I haven't been working on this for very long. My objective is quite narrow, to convert subtitles to text, and thought the stock tesseract should be a quick solution. I was wrong.
I did the scrollView redirection only today because I was at a dead end and needed to visualize what was happening after suspecting the box calculation/assignment wasn't working. Creating HTML would be way better!
The software is, umm, quite a challenging beast and needs a massive cleanup.
To support some odd fonts with no linux equivalents (had to buy from a font foundry in Taiwan), I replaced text2image.
So in all I've made a few big changes:
- replaced text2image with new program on MacOs which can use the special licensed fonts and creates the image, box file and .gt.txt files
- replaced the Makefile (!) used for training with a readable, maintainable program that runs the training
- added new text and retrained chi_tra.traineddata
- created a "reviewer" which publishes data to a website that shows the original image, the output text and lets the user make corrections (to generate additional training data)

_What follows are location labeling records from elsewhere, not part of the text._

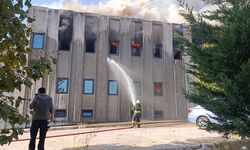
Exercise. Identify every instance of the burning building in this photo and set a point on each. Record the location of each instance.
(86, 88)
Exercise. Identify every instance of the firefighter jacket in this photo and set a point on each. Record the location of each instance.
(137, 109)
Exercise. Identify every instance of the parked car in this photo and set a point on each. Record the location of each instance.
(200, 116)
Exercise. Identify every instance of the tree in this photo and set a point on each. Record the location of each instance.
(220, 52)
(16, 69)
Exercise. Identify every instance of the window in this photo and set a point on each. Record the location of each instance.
(88, 86)
(158, 114)
(60, 113)
(62, 86)
(158, 89)
(177, 45)
(114, 47)
(114, 36)
(38, 41)
(137, 85)
(90, 45)
(90, 33)
(65, 31)
(113, 87)
(137, 35)
(158, 50)
(87, 113)
(136, 49)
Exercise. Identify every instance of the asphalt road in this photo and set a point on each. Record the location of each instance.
(151, 136)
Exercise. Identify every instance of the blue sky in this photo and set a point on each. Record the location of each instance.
(49, 2)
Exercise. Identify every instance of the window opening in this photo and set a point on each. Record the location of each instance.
(65, 31)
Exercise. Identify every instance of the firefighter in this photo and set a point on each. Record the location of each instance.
(136, 114)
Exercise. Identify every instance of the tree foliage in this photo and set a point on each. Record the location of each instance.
(221, 53)
(16, 70)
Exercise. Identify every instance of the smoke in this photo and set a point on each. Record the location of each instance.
(157, 10)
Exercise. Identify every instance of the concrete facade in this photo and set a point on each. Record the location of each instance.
(75, 65)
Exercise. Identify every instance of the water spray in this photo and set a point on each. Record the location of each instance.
(129, 81)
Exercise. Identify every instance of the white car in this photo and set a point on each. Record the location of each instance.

I'm focusing on Chinese right now but ultimately will test a lot of other languages. Given the experience so far, I foresee problems with some extended latin languages. In particular, I worry about Hungarian and Vietnamese; lots of accents.
I haven't published any of this work so far. I'm not adverse to doing so, but I'm a bit retentive on code style (I just can't look at the 'blob of barf' style in much of the code); I figured people would be upset/disturbed with changes to the style...